Something to wet your appetite Oliver 










Their ghostly pale yellow colour is awesome. I love mine, I just wish it surfaced abit more often.


----------



## diaocuijin0706 (Aug 23, 2012)

most of the S. mesaensis that are for sale will be WC adults,







:flrt:


----------



## Colosseum (Aug 8, 2008)

diaocuijin0706 said:


> most of the S. mesaensis that are for sale will be WC adults,image:flrt:


Blimey you lasted long!


----------



## Colosseum (Aug 8, 2008)

callum b said:


> Something to wet your appetite Oliver
> 
> image
> 
> Their ghostly pale yellow colour is awesome. I love mine, I just wish it surfaced abit more often.


Nice one Callum I have to get some more how big is yours?


----------



## callum b (Sep 8, 2008)

Colosseum said:


> how big is yours?


:gasp: Pardon!!! Haha.

It's an adult male. Mouth to telson he's about 7 or 8cm. Have you ever had a go at breeding these??


----------



## Colosseum (Aug 8, 2008)

callum b said:


> :gasp: Pardon!!! Haha.
> 
> It's an adult male. Mouth to telson he's about 7 or 8cm. Have you ever had a go at breeding these??

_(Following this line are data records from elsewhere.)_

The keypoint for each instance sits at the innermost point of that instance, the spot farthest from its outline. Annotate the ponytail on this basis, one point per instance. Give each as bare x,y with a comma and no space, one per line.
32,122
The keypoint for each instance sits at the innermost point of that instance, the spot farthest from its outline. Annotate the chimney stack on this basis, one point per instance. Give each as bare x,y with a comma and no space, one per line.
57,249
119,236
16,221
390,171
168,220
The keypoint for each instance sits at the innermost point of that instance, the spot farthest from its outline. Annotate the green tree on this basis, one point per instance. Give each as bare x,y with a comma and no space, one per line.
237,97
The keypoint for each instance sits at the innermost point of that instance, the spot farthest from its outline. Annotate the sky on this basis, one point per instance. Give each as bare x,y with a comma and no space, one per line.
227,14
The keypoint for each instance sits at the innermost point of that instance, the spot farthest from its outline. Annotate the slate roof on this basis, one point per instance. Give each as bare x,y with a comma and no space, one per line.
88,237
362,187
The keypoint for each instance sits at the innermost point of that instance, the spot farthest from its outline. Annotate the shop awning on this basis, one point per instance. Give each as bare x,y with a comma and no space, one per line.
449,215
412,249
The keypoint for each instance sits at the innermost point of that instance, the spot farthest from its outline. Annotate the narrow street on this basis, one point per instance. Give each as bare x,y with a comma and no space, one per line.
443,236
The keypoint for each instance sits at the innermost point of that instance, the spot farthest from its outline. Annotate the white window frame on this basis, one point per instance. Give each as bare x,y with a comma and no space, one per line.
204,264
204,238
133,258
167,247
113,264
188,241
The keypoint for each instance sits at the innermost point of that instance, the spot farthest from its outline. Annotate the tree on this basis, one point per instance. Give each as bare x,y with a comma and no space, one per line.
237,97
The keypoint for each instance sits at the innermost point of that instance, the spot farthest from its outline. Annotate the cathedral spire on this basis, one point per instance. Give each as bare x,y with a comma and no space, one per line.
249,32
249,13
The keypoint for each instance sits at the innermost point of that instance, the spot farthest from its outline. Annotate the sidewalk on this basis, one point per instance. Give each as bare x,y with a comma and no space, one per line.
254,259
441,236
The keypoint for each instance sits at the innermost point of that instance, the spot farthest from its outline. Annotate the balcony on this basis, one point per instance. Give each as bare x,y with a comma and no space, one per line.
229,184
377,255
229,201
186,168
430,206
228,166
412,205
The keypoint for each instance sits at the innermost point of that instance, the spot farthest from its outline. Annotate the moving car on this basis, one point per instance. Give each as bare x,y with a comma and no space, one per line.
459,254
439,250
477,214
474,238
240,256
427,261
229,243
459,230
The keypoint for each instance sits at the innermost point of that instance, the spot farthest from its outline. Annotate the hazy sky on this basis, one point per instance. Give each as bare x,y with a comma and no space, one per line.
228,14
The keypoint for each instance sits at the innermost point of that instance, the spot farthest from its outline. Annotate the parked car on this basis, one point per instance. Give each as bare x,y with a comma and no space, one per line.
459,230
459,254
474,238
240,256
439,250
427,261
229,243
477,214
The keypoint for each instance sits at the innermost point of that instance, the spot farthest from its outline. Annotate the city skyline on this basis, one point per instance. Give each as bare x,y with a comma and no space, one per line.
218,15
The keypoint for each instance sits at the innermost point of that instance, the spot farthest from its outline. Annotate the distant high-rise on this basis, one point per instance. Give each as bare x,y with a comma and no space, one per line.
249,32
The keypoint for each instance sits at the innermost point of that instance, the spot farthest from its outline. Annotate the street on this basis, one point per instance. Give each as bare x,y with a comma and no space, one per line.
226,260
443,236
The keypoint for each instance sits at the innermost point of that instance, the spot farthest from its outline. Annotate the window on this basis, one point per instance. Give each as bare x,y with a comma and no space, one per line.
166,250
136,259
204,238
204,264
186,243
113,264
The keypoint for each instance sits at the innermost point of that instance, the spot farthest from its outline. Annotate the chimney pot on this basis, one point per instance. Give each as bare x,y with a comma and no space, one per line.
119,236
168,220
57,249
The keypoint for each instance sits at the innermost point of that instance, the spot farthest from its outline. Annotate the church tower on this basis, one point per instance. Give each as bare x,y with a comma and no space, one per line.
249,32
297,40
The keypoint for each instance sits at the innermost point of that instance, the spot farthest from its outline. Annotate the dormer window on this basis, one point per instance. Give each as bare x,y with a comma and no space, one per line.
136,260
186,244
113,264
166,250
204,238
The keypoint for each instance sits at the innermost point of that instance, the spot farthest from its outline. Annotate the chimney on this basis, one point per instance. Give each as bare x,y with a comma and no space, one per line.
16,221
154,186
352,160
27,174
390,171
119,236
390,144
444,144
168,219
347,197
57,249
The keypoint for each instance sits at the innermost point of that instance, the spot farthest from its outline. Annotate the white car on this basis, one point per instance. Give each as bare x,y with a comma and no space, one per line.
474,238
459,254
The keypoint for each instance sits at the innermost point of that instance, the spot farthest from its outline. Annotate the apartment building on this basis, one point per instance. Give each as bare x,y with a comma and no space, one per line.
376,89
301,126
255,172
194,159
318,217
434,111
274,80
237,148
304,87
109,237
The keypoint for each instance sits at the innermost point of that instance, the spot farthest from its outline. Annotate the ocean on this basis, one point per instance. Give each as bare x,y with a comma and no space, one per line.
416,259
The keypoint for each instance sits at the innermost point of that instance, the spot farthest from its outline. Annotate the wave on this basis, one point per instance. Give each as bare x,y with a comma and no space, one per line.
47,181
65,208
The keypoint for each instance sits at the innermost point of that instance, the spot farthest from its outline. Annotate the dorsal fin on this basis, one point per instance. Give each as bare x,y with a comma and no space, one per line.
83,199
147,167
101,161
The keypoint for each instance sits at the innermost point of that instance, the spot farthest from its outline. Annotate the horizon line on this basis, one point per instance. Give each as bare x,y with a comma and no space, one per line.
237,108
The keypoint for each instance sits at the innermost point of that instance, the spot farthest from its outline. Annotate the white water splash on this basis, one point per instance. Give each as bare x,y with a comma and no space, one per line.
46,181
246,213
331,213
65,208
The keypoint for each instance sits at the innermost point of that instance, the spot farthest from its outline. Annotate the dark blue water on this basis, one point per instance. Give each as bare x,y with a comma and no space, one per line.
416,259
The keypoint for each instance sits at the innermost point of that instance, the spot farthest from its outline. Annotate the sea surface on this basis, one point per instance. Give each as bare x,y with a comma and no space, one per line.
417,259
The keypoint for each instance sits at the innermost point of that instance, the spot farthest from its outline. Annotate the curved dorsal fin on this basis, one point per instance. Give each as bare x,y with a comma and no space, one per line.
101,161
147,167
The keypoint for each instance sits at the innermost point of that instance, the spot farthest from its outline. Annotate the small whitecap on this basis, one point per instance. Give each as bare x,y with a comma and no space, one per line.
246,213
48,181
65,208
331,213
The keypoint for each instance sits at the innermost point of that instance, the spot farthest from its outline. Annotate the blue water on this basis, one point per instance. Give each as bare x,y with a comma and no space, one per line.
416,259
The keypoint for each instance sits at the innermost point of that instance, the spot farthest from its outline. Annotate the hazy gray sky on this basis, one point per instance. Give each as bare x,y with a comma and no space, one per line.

No not these ones notoriously hard to breed apparently and I meant the Scorpion not your love vain you dirty sod.


----------



## callum b (Sep 8, 2008)

Haha. 

Yer I've heard the young are tricky to raise, like H. arizonensis.


----------



## Colosseum (Aug 8, 2008)

I had a gravid HZ she gave birth but must were still born and the live ones I tried my hardest to raise but they soon died I tried everything.


----------



## callum b (Sep 8, 2008)

There's a guy over on arachnoboards that had some success breeding and raising H.arizonensis in a huge communal enclosure that had lots of different 'microclimates'. Raising them in a conventional way seems to be fairly impossible though.

It's amazing that for such a commonly kept species, no one seems to have cracked it yet.


----------